Precision Harvesting in Cluttered Environments: Integrating End Effector Design with Dual Camera Perception
Kendall Koe, Poojan Kalpeshbhai Shah, Benjamin Walt, Jordan Westphal, Samhita Marri, Shivani Kamtikar, James Seungbum Nam, Naveen Kumar Uppalapati, Girish Krishnan, Girish Chowdhary
TL;DR
The paper tackles automated fruit harvesting in cluttered high-tunnel environments where traditional large-form-factor robots struggle due to occlusions and limited visibility. It introduces Detect2Grasp, a co-designed system combining a collocated eye-in-hand camera with a global RGB-D detector (Yolov7) and a dual-camera perception pipeline to enable closed-loop visual servoing.

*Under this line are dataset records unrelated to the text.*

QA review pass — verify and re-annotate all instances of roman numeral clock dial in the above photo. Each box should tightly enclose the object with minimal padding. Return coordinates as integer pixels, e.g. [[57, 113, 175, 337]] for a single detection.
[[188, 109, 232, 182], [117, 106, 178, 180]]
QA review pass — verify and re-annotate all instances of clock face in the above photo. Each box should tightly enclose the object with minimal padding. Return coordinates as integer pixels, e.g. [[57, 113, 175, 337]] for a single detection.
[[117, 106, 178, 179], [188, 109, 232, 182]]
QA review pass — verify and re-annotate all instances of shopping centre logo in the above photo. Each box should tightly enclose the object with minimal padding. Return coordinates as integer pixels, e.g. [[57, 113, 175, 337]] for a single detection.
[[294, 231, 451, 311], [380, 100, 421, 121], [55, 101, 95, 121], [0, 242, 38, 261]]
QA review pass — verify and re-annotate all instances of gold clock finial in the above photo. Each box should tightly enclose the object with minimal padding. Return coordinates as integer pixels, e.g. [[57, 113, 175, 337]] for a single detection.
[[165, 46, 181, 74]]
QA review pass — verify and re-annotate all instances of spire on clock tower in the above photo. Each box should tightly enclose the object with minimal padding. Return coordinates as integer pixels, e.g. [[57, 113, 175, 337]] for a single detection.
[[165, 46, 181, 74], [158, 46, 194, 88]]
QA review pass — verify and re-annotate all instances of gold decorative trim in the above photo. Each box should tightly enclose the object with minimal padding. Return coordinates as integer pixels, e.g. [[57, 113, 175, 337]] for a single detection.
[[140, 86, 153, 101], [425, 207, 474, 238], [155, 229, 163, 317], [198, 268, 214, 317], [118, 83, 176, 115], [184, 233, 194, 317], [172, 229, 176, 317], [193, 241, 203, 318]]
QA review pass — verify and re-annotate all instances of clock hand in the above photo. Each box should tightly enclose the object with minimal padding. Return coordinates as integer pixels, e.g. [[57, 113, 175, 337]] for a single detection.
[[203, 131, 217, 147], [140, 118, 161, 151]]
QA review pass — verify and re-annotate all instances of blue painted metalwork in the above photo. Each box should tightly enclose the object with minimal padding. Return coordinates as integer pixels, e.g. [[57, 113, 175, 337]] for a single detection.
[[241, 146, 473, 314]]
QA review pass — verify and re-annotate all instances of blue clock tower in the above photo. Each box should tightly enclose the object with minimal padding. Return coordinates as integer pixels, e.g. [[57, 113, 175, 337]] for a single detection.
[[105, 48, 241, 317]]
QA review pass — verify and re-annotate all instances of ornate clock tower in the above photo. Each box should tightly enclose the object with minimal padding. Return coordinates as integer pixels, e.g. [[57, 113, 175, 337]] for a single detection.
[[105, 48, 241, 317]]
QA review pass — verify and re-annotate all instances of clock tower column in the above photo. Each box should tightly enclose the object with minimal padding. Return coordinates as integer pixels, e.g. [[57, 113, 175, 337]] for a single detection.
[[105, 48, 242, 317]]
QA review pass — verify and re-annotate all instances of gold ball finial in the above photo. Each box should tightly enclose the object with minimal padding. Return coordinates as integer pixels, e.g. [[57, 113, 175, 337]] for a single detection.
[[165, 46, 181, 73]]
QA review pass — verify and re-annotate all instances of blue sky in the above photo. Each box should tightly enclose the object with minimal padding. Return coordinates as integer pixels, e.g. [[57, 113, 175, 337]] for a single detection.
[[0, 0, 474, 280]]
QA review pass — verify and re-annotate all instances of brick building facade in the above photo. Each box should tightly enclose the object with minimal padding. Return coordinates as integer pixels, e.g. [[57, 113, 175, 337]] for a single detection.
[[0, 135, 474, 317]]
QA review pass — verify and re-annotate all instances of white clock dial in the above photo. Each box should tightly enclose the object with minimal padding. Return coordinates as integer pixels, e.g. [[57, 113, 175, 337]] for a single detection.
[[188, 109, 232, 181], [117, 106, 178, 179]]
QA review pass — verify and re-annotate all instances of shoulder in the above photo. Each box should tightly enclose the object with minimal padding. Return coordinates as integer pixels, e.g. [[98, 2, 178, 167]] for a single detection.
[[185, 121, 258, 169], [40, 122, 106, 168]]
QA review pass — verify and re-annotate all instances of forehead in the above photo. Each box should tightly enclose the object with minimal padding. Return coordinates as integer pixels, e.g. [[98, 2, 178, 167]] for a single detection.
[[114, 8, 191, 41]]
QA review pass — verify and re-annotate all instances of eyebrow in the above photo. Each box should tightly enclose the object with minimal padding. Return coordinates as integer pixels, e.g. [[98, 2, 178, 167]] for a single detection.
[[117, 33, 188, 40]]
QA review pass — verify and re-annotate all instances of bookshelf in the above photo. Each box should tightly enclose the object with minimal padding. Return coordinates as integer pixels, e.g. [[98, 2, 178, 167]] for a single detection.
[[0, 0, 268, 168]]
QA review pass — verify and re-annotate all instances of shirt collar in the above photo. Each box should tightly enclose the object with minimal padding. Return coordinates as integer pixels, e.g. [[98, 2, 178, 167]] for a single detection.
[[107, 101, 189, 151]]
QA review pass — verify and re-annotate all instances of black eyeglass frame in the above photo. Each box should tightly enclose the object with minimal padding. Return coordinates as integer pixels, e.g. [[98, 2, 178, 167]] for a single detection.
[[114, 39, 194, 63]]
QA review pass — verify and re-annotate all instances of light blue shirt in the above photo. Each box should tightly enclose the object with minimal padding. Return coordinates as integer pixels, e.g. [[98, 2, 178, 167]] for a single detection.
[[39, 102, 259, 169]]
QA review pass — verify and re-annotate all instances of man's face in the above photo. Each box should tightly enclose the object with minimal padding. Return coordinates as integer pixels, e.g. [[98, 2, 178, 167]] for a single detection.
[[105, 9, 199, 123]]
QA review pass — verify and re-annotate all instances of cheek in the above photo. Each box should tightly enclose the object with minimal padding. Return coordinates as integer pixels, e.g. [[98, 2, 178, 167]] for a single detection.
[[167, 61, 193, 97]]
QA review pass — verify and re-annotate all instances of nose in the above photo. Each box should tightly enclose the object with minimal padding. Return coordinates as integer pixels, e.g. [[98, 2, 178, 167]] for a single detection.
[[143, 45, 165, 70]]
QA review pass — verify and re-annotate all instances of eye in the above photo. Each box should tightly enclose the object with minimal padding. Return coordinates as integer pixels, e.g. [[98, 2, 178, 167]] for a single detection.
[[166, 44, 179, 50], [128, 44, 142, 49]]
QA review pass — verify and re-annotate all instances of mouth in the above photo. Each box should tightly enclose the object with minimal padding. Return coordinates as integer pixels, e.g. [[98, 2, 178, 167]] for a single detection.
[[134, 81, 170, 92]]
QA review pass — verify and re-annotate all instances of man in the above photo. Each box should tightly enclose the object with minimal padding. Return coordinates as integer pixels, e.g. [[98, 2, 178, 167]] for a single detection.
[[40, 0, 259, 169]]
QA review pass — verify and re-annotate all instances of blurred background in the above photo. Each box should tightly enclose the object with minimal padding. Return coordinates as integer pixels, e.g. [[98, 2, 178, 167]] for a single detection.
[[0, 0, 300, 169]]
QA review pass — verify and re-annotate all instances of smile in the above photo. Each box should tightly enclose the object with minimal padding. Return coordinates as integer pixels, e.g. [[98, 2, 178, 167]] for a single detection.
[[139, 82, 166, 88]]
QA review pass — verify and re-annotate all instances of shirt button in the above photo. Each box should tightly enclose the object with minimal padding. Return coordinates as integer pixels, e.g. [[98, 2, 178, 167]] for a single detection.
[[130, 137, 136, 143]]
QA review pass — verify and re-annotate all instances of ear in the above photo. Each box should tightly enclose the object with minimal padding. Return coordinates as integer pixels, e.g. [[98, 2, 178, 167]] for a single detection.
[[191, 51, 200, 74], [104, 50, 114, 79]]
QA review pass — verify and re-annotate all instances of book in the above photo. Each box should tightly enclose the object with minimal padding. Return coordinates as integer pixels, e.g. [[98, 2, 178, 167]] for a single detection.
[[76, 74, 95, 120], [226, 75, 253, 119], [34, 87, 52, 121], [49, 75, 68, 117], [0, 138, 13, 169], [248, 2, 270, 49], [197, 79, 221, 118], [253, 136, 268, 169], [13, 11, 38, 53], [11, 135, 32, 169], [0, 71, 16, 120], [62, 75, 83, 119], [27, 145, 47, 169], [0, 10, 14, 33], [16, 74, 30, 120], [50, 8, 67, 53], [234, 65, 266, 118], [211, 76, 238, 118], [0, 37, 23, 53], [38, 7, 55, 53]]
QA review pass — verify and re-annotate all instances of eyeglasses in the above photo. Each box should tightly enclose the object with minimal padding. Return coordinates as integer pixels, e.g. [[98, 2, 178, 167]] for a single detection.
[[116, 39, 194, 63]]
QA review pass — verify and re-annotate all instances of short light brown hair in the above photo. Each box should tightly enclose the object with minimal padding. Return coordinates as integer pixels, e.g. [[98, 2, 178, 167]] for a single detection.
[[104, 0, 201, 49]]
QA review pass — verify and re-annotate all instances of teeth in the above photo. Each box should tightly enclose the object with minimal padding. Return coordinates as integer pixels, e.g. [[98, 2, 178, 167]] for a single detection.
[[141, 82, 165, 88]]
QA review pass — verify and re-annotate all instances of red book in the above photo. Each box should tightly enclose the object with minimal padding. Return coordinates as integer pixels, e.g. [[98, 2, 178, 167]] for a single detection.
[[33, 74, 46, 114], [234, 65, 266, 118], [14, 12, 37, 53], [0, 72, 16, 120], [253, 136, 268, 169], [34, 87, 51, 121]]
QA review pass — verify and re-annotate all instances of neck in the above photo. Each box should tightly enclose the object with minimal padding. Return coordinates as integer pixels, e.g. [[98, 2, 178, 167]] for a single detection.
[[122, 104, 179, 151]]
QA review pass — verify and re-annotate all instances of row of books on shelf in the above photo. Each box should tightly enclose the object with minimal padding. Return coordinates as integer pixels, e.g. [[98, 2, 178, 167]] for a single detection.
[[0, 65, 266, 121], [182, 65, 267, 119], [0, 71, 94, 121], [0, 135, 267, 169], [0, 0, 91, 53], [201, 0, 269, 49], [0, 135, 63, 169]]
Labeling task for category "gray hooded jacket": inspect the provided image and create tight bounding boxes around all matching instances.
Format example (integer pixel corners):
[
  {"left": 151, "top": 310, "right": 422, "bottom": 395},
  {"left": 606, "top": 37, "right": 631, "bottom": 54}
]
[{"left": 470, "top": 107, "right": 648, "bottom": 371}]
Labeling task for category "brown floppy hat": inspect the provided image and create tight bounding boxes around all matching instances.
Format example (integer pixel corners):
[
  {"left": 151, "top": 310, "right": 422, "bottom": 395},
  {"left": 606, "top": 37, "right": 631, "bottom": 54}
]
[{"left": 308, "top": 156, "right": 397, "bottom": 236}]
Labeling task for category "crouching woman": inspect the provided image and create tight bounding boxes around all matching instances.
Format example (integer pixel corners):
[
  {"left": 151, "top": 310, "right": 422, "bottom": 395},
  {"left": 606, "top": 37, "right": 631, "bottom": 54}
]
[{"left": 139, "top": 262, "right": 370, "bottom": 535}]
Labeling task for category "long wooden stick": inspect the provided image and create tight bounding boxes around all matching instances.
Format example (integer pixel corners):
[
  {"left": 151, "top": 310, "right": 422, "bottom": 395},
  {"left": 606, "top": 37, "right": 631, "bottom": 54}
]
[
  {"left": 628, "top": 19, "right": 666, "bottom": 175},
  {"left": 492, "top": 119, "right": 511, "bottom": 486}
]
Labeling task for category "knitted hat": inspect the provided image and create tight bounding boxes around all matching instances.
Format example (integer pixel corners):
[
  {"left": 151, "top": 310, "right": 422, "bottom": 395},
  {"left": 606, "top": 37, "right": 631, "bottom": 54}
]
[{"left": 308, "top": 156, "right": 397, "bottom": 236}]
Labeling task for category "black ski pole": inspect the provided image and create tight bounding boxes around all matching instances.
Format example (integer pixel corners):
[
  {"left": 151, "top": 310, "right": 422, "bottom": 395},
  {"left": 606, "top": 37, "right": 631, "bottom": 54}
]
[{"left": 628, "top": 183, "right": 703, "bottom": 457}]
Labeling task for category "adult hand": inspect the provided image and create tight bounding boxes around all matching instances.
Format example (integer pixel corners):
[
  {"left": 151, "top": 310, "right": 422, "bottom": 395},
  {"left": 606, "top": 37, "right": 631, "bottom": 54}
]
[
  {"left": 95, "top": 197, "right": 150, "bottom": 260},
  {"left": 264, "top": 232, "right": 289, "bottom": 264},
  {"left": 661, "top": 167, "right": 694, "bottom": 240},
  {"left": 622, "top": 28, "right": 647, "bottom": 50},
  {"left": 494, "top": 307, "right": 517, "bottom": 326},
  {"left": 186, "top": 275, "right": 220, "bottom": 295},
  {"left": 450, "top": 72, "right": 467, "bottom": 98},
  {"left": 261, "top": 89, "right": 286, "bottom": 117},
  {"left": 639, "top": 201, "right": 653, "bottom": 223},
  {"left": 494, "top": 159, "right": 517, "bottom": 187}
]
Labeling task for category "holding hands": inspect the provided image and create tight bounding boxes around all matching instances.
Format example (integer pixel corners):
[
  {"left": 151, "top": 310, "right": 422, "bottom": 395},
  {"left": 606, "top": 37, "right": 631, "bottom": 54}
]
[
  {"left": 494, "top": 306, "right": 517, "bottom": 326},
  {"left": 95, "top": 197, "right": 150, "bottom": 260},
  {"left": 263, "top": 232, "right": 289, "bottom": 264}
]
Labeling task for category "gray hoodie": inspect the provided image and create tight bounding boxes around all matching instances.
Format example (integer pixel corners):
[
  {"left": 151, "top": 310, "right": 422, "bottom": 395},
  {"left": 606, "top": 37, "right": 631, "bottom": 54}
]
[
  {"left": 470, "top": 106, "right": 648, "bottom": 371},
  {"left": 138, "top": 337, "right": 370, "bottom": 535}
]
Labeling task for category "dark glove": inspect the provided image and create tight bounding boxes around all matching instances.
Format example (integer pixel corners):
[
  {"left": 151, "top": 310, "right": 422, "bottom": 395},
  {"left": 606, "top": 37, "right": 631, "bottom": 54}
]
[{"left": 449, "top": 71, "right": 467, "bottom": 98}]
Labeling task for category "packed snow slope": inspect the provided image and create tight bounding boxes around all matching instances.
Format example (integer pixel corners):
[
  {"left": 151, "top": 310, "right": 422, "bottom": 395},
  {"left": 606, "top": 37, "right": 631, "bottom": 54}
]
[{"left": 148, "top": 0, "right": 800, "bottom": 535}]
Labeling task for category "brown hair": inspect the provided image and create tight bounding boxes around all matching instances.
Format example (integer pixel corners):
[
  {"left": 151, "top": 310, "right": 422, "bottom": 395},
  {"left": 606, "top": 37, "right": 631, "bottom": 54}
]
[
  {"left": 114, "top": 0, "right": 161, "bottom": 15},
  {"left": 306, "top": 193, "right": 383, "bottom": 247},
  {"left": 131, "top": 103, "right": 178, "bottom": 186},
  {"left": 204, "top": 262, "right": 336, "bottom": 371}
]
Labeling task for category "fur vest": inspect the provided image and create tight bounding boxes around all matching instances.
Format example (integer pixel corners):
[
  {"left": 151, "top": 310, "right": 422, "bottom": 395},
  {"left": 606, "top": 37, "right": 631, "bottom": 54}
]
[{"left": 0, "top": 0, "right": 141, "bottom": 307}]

Field and lab experiments show 85% success with an average reach time of 10.98 s in high tunnels, with robustness to lighting and depth noise, outperforming distal-camera baselines in clutter. The work demonstrates that integrating compact hardware with reinforced visual feedback can achieve reliable, low-profile harvesting suitable for dense agricultural canopies.
Abstract
Due to labor shortages in specialty crop industries, a need for robotic automation to increase agricultural efficiency and productivity has arisen. Previous manipulation systems perform well in harvesting in uncluttered and structured environments. High tunnel environments are more compact and cluttered in nature, requiring a rethinking of the large form factor systems and grippers. We propose a novel codesigned framework incorporating a global detection camera and a local eye-in-hand camera that demonstrates precise localization of small fruits via closed-loop visual feedback and reliable error handling. Field experiments in high tunnels show our system can reach an average of 85.0\% of cherry tomato fruit in 10.98s on average.